By Scott Tibbs, June 4, 2010

The New York Times reports that when a college student annoyed with a Michigan towing company created a Facebook group to criticize them, the company retaliated with a $750,000 defamation lawsuit, claiming that it has lost business.

The Times reported that the group had 800 members in two days. As of Tuesday evening, the group had 12,871 members. The disproportionate response from T&J Towing has backfired, giving the company national media attention and inflaming opposition to their practices. T&J Towing has shot itself in the foot.

Basically, T&J Towing is trying to blackmail its critics into silence with the threat of financial ruin. Expecting a college student to pay $750,000 for griping about the company on Facebook is a laughably disproportionate response and has backfired big time.

T&J Towing's frivolous lawsuit is a "strategic lawsuit against public participation" (SLAPP) designed to intimidate critics into silence. Some states have laws against such lawsuits, though the laws obviously vary from state to state. It should surprise no one that two members of Congress are trying to pass a federal law against SLAPP.

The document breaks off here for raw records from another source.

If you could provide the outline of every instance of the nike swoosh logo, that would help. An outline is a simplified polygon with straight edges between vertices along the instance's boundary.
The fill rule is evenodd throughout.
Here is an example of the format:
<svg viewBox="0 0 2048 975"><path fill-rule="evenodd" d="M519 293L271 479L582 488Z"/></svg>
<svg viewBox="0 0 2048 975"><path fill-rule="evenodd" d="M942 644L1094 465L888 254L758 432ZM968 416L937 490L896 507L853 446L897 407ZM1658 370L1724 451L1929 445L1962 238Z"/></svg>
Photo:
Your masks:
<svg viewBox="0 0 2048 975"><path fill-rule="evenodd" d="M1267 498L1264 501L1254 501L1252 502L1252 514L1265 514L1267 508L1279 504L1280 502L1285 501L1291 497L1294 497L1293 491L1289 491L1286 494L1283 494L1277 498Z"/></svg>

I oppose this for the same reason I oppose federal efforts to implement tort reform. Regardless of the merits of preventing SLAPP, it should be the states, not the federal government, that set policies to protect the free exchange of ideas and legitimate public criticism of bad company practices. We should not be immediately looking for a federal solution to a problem that can be solved through the state legislature.

Ultimately, if a company wants to have a good public image, then they should conduct business in a courteous and professional manner. If a company deals with the public properly, then the occasional disgruntled customer will not cause damage to the company's reputation when he complains online. Perhaps T&J Towing should consider that business model instead of mafia-like intimidation tactics.